= Dennis List =

New Zealand writer

Dennis List (1946 – 9 November 2007) was a New Zealand poet, editor and novelist.

List was born in Wellington to a professional family whose name was originally Liszt but grew up in Rotorua. He became a student at Victoria University of Wellington in 1964 and quickly gained prominence as a writer and editor. His work appeared in Argot, Experiment, Frogslegs, Salient, Poetry Broadsheet, NZ University Arts Festival Yearbook, Poetry New Zealand and other literary magazines.

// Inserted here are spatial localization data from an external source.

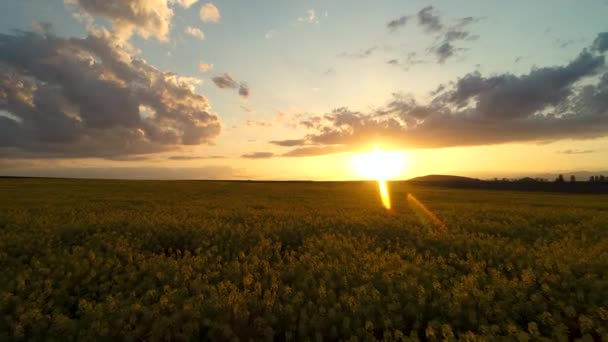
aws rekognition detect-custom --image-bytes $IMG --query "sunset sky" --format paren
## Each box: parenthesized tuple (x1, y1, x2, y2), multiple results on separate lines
(1, 0, 608, 180)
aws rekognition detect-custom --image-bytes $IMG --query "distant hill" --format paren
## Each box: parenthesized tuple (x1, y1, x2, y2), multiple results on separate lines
(405, 174, 608, 194)
(407, 174, 481, 183)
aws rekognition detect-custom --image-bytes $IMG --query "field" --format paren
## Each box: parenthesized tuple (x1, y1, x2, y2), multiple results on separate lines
(1, 179, 608, 341)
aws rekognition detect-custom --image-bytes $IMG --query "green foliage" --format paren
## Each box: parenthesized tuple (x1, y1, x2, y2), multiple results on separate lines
(1, 179, 608, 341)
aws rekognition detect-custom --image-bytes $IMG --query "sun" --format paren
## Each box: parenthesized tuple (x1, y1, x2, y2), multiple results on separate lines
(352, 147, 407, 209)
(352, 147, 407, 181)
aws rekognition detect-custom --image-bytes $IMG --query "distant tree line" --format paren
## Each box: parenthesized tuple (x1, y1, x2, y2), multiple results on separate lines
(491, 174, 608, 183)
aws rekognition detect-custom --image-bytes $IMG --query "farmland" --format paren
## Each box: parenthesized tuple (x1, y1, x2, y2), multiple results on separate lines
(1, 178, 607, 340)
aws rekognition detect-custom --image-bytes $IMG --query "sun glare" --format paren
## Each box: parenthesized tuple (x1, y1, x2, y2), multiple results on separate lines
(352, 147, 407, 209)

His first book of poems, A Kitset of 26 Poems, appeared in London in 1972. It was followed by Pathways into the Brain (1973) and Falling Off Chairs (1996), both published in New Zealand. He featured in The Young New Zealand Poets (1973). His poetry is prominently represented in the anthology Big Smoke: New Zealand Poems 1960-1975 (2000). In 2000, nine of his poems were printed in the Alsop Review, an online poetry magazine in the United States.

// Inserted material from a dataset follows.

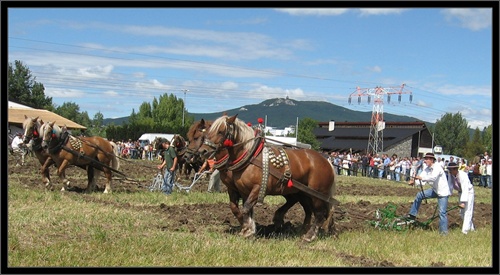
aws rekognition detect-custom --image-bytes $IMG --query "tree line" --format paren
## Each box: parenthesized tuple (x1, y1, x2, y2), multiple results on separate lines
(8, 60, 492, 161)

In 1965, List became a co-editor (with his flatmates Blair Peach and David Rutherford) of the Argot magazine, which had a leading role as an experimental literary magazine. He later edited and largely wrote the first two New Zealand Whole Earth Catalogues.

In 1979, List and his family migrated to Australia, where he became head of market research for the ABC, operating out of Adelaide. He took redundancy from the ABC in 1998 and became a freelance marketing guru, making several trips to Southeast Asia and Africa for the Swedish Aid organisation and published major marketing guides.

He took up a South Australian government scholarship to do a PhD at the University of South Australia, which he completed in 2006. He was made head of the market research department at the University of Adelaide, having already established an international reputation in Futures Studies.

In the latter part of his life, List worked on a dozen novels, six completed. His first comic fantasy novel The Return of the Triboldies was published serially in the Victoria University student newspaper Salient in 1968 and reprinted in 1996. He completed three novels in a series, with each one set in a different Australian state and New Zealand: Midnight Deli (1993), Gone: No Address (1994) and Cloud of Universal Light (1999–2006) as well as two other novels, Dromeworld (1997) and Lear on Limbo (1997–2006).

Dennis List died in Adelaide on 9 November 2007.